I found Anna Slafer’s presentation at the International Spy Museum on the museum’s current challenges and the future plans for the building. I find it very interesting and insightful to learn more about exhibit design and the museum’s storytelling approach for a new space. As Slafer mentioned, there is a great opportunity here. I agree with my classmates as we agreed that this 2002 museum felt a little outdated and could be confusing at times. I look forward to seeing the new museum in the future. During the presentation, I found parallels to our first workshop on storytelling by writer Tim Wendel. It felt like a full circle as we wrap up this seminar.
Tim Wendel spoke of structure during storytelling (I blogged about it here). Stories need structure. There is a beginning, middle and end. While at the same time, I have learned that one can be creative with it, just like our final projects.

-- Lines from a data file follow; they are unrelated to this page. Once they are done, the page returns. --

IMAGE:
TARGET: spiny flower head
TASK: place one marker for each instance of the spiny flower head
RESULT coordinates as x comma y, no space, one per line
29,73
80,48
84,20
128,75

There are structural elements that help you tell a good storytelling; this applies to journalism (Wendel) and museum exhibit design (Slafer). I like Slafer’s point that “a story begins when something actually happens.” I thought of Wendel’s point that action, not movement, propels a story forward. It is now a narrative and not a summary. This is where the title from this blog post, And. But. Therefore., come into play. I will use these three words when analyzing exhibits told in museum exhibits. A.B.T. says that there is a story and something happens but then there is a challenge, perhaps tension, and then therefore there is an answer or end of the story. It found it interesting that not all stories followed this model but excited that this will be apparent in the new Spy Museum. I suspect that even though the museum can not tell every story, if they follow the aforementioned, then they will not need to. People will remember these stories and it will help limit confusion or feelings of boredom.
To conclude the blog, I just wanted to not that I have learned a great deal about museum experiences, exhibit design, visitor experience, and more. I know this will only make me a better museum professional and can’t wait to apply what I learned.